Der Zeitpunkt ist unklar, über Zielorte wird nicht einmal spekuliert. Und doch haben die vergangenen Tage eins deutlich gemacht: Papst Franziskus will in absehbarer Zeit Deutschland besuchen. Erste Hinweise auf einen Besuch des Kirchenoberhaupts hatte es im Februar gegeben. Da hatte Franziskus die deutsche Bundeskanzlerin Angela Merkel in Privataudienz empfangen, bemerkenswerterweise bereits zum zweiten Mal. Bei der knapp 50-minütigen Unterredung lud die protestantische CDU-Politikerin ihren 78-jährigen Gastgeber nach Deutschland ein, wie Vatikansprecher Federico Lombardi später bestätigte.

Nun sprechen die meisten offiziellen Besucher im Vatikan solche Einladungen aus. Wenn der Papst jeden Wunsch berücksichtigen würde, bräuchte er kaum mehr einen festen Wohnsitz. Doch die Einladung nach Deutschland schien vor Februar auf diversen Kanälen bereits vorbereitet. So kamen in diesen Tagen weitere Signale. Zunächst bestätigte der Botschafter des Vatikan in Deutschland, Erzbischof Nikola Eterovic, das Vorhaben. "Das Datum und ein konkretes Programm stehen noch nicht fest", so der Nuntius Ende Juni bei einem Besuch in Regensburg. "Aber Deutschland ist ja nicht weit entfernt von Rom."

Statement vom Chef selbst

Und dann äußerte sich der Chef selbst. Während seines Fluges nach Ecuador, der ersten Station seiner Lateinamerika-Reise: "Ja, die Reise nach Deutschland…, noch ohne Termin, aber schon mit einem Thema – "Frieden in Europa". Die Einladung sei jedenfalls eine "sehr gute Sache". Ludwig Ring-Eifel, der Chefredakteur der Katholischen Nachrichten-Agentur (KNA), der im Flieger dabei war, sagte, Franziskus denke "sehr konkret" nach über diese Visite. Im Nachgang versicherte das Bundespräsidialamt in Berlin, Bundespräsident Joachim Gauck habe Franziskus bereits vor Wochen offiziell eingeladen. Damit war dann auch protokollarisch alles in trockenen Tüchern: Denn offiziell lädt immer noch ein Staatsoberhaupt ein anderes Staatsoberhaupt ein. Der Weg ist also bereitet.
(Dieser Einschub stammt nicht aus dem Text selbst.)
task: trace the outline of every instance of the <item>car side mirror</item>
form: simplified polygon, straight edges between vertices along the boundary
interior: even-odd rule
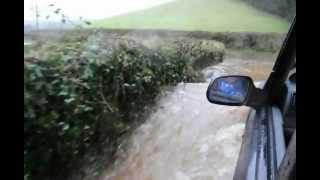
[[[248,76],[222,76],[209,84],[209,102],[228,106],[257,107],[266,101],[266,94],[254,86]]]

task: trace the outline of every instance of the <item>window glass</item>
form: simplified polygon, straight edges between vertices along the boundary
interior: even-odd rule
[[[24,0],[25,180],[232,179],[248,108],[205,92],[265,81],[295,4]]]

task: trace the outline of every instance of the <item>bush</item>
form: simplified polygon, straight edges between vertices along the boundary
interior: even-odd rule
[[[288,21],[296,15],[296,0],[243,0],[263,11],[278,15]]]
[[[215,33],[212,39],[223,42],[230,49],[253,49],[264,52],[277,52],[285,34],[277,33]]]
[[[257,32],[204,32],[204,31],[169,31],[169,30],[126,30],[126,29],[82,29],[82,30],[52,30],[43,31],[38,36],[33,32],[34,39],[43,42],[59,41],[65,39],[86,38],[92,33],[103,34],[105,41],[116,39],[112,37],[125,36],[136,39],[152,49],[159,47],[173,47],[174,42],[192,43],[192,41],[215,41],[224,44],[227,49],[254,49],[257,51],[276,52],[286,36],[283,33],[257,33]],[[50,37],[50,38],[48,38]],[[113,43],[111,43],[113,44]],[[176,49],[173,48],[175,51]],[[219,51],[219,50],[218,50]]]
[[[134,44],[69,38],[25,58],[25,179],[66,179],[88,152],[112,156],[162,86],[198,77],[179,54]]]
[[[171,46],[198,70],[222,62],[225,54],[224,44],[214,40],[180,39]]]

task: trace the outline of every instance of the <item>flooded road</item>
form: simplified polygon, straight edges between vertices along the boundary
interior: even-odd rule
[[[227,57],[203,70],[267,78],[273,61]],[[248,107],[210,104],[207,83],[179,84],[132,135],[127,157],[105,180],[231,180]]]
[[[207,81],[221,75],[246,75],[255,82],[268,78],[276,58],[275,54],[253,55],[252,52],[246,52],[238,55],[238,53],[227,54],[222,63],[205,68],[202,72]]]

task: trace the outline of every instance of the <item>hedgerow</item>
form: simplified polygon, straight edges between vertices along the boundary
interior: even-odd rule
[[[112,156],[161,87],[199,78],[179,53],[116,42],[68,38],[25,58],[25,179],[66,179],[88,152]]]

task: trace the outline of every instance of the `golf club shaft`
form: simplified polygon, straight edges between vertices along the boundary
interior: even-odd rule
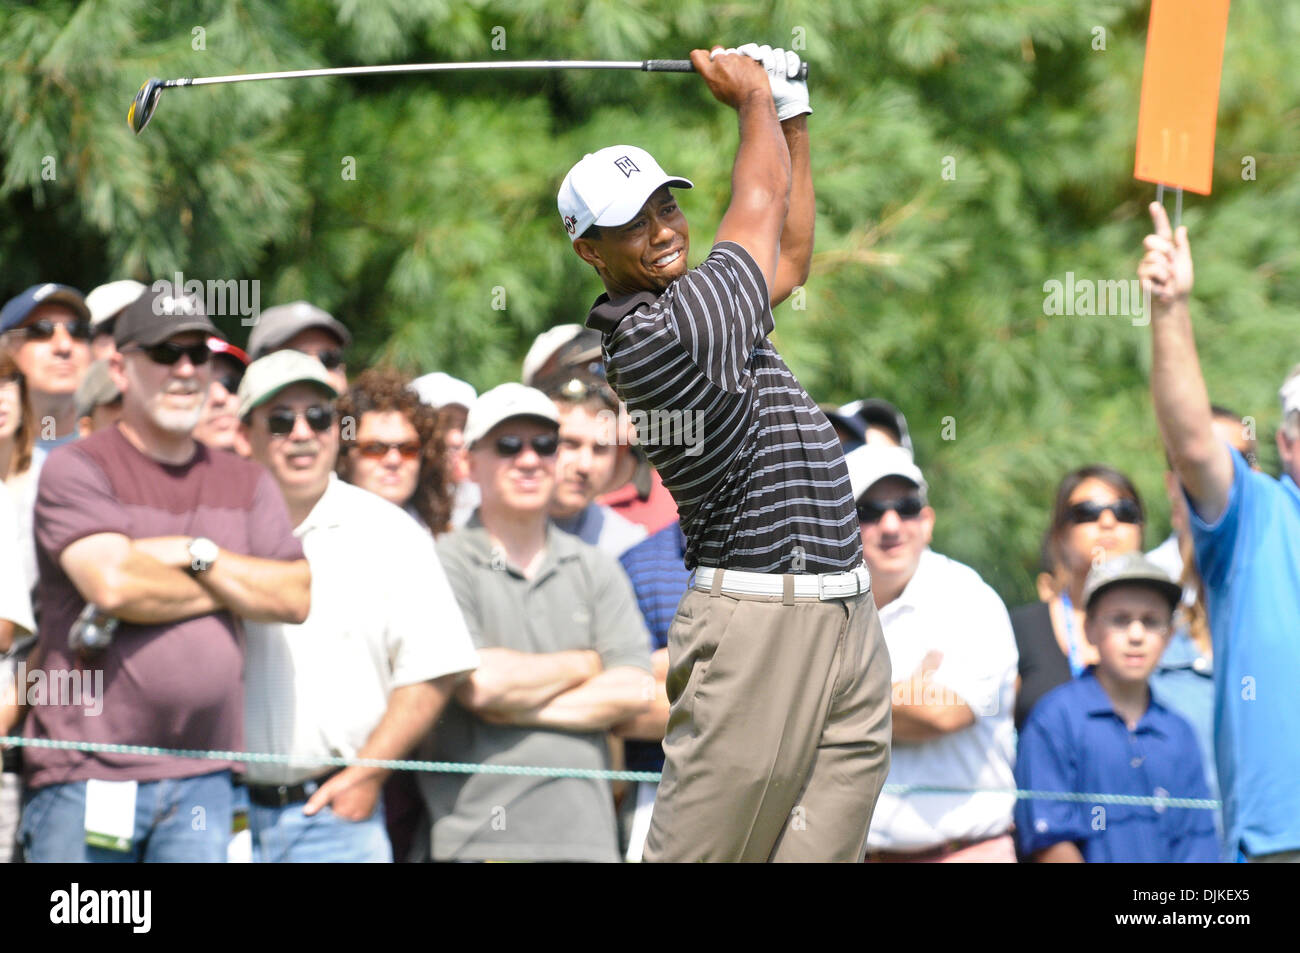
[[[499,69],[629,69],[648,73],[693,73],[690,60],[486,60],[477,63],[396,63],[388,66],[339,66],[328,69],[284,70],[276,73],[236,73],[231,76],[200,76],[169,79],[163,89],[181,86],[214,86],[248,83],[263,79],[303,79],[311,76],[368,76],[377,73],[450,73],[463,70]],[[799,76],[807,78],[808,64],[800,65]]]

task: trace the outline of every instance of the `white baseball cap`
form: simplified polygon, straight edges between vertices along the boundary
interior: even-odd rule
[[[474,385],[442,371],[434,371],[411,381],[411,390],[420,400],[435,410],[449,404],[460,404],[466,410],[478,400]]]
[[[569,241],[592,225],[626,225],[661,185],[694,188],[636,146],[608,146],[582,157],[560,185],[560,217]]]
[[[512,417],[534,417],[560,426],[554,401],[540,390],[523,384],[498,384],[485,391],[469,409],[463,431],[465,446],[473,447],[489,430]]]
[[[922,493],[930,489],[921,475],[921,468],[912,459],[911,451],[903,447],[869,443],[846,454],[844,465],[849,468],[849,483],[853,486],[855,500],[861,499],[863,493],[885,477],[902,477],[915,483]]]
[[[1292,411],[1300,411],[1300,374],[1295,374],[1283,384],[1278,396],[1282,398],[1283,417]]]
[[[272,351],[244,371],[239,382],[239,416],[247,420],[260,407],[291,384],[315,384],[333,400],[339,395],[325,365],[301,351]]]
[[[145,286],[130,278],[110,281],[100,285],[86,295],[86,307],[90,309],[91,327],[103,324],[116,315],[128,304],[134,304],[144,294]]]
[[[528,353],[524,355],[523,377],[520,380],[532,386],[533,378],[542,369],[542,365],[549,361],[556,351],[582,332],[583,327],[581,324],[557,324],[555,327],[537,335],[532,346],[528,348]]]

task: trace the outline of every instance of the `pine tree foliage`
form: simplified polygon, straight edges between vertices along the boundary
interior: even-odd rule
[[[517,375],[538,331],[599,292],[555,211],[568,166],[641,145],[682,195],[692,260],[726,207],[734,115],[691,76],[483,72],[172,90],[149,76],[316,65],[684,57],[755,38],[811,62],[818,241],[776,340],[818,400],[907,413],[935,547],[1010,603],[1056,480],[1129,472],[1167,529],[1149,328],[1051,314],[1045,284],[1134,275],[1142,0],[0,0],[0,292],[176,271],[260,279],[357,332],[362,362]],[[1237,3],[1214,194],[1187,196],[1212,397],[1266,467],[1300,360],[1300,6]],[[1169,202],[1172,208],[1172,201]],[[241,339],[247,329],[224,319]],[[1138,319],[1140,321],[1140,319]],[[953,439],[946,439],[952,437]]]

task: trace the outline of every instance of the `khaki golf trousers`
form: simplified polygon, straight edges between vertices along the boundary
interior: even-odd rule
[[[861,862],[889,773],[890,665],[871,593],[691,589],[644,859]]]

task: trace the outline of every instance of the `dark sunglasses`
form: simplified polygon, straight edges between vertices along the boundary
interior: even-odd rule
[[[306,354],[307,352],[303,351],[303,353]],[[327,348],[313,354],[312,357],[324,364],[327,371],[336,371],[343,364],[343,352],[338,348]]]
[[[298,417],[307,418],[307,426],[316,433],[324,433],[334,426],[334,408],[324,404],[312,404],[306,410],[289,410],[277,408],[266,415],[266,429],[276,437],[292,433]]]
[[[540,433],[529,440],[528,445],[539,457],[553,457],[555,451],[560,448],[560,438],[553,433]],[[523,452],[524,438],[507,434],[504,437],[497,437],[493,447],[499,457],[517,457]]]
[[[228,394],[239,393],[239,383],[243,379],[244,379],[243,374],[235,374],[235,373],[221,374],[213,378],[213,380],[215,380],[218,384],[220,384],[222,387],[226,389],[226,393]]]
[[[420,442],[412,440],[409,443],[384,443],[381,440],[368,440],[365,443],[359,443],[355,447],[357,453],[371,460],[382,460],[388,456],[389,452],[396,450],[403,460],[420,459]]]
[[[68,332],[68,337],[74,340],[90,340],[89,321],[51,321],[49,318],[41,318],[39,321],[33,321],[31,324],[19,328],[19,330],[27,336],[29,341],[48,341],[54,337],[54,331],[59,325],[63,325]]]
[[[1120,523],[1141,523],[1142,510],[1132,500],[1116,500],[1113,503],[1098,503],[1096,500],[1084,500],[1070,506],[1071,523],[1095,523],[1101,514],[1110,510]]]
[[[208,350],[207,342],[201,344],[190,344],[182,347],[179,344],[173,344],[171,341],[163,341],[161,344],[153,344],[149,347],[137,346],[125,348],[125,350],[140,351],[155,364],[164,364],[168,367],[179,361],[182,354],[188,357],[190,363],[195,367],[198,367],[200,364],[208,363],[208,359],[212,357],[212,352]]]
[[[893,510],[899,519],[914,520],[925,509],[925,501],[919,496],[905,496],[901,500],[861,500],[858,503],[858,519],[863,523],[879,523],[885,514]]]

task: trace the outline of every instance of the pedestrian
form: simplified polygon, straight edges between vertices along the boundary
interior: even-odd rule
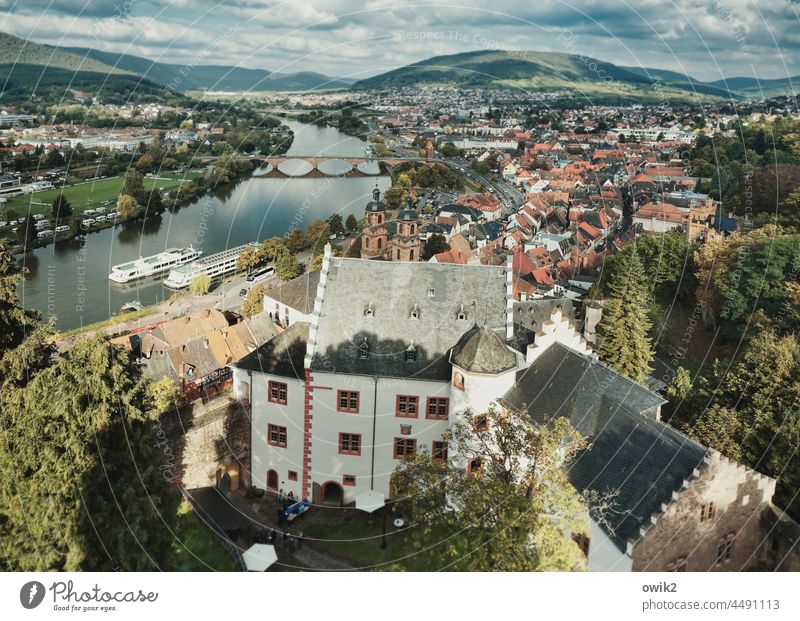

Portrait Papst Franziskus I. FOTO: Pressefoto ULMER/ Alberto Lingria
Einladung nach Deutschland beschäftigt Papst FranziskusBild: picture-alliance/dpa/A. Lingria

Nur: Für welchen Termin? Das laufende Jahr 2015 ist vollgepackt mit päpstlichen Terminen. Unter anderem reist Franziskus im September noch nach Kuba und in die USA, im Oktober steht in Rom für drei Wochen eine hochspannende Familiensynode zum heißen kirchlichen Eisen Sexualität an, im November will Franziskus zum ersten Mal nach Afrika, und Anfang Dezember eröffnet der Papst im Vatikan ein "Heiliges Jahr" zum Thema Barmherzigkeit. Das übernächste Jahr 2017 wird in Deutschland ganzjährig geprägt sein durch den 500. Jahrestag des Beginns der Reformation durch den Mönch Martin Luther 1517. Da wäre jeder Besuch eines römisch-katholischen Papstes allzusehr mit Erwartungen überfrachtet. Außerdem stehen in 2017 die Wahl des Bundespräsidenten im Frühjahr und des Bundestages im Herbst an. Beides schränkt die Terminmöglichkeiten gehörig ein.

Im Jahr 2016

Also 2016. Auch für das kommende Jahr hat Franziskus, der im "Heiligen Jahr" noch mehr als üblich Verpflichtungen in Rom hat, das ein oder andere internationale Projekt bereits zugesagt. Er will nach Argentinien, Chile und Uruguay. Im Juli 2016 ist Weltjugendtag im polnischen Krakau; die Stadt erwartet Millionen Jugendlicher aus aller Welt, die an den größten Sohn der Stadt, den mittlerweile heilig gesprochenen Johannes Paul II., erinnern und dessen Nachfolger Franziskus erleben wollen. Ein Flug von Rom nach Krakau könnte gut über Deutschland (und vielleicht zuvor über Frankreich) führen. Dann wäre eine europäische Prägung des (Zwischen)Stopps in Deutschland rasch erkennbar.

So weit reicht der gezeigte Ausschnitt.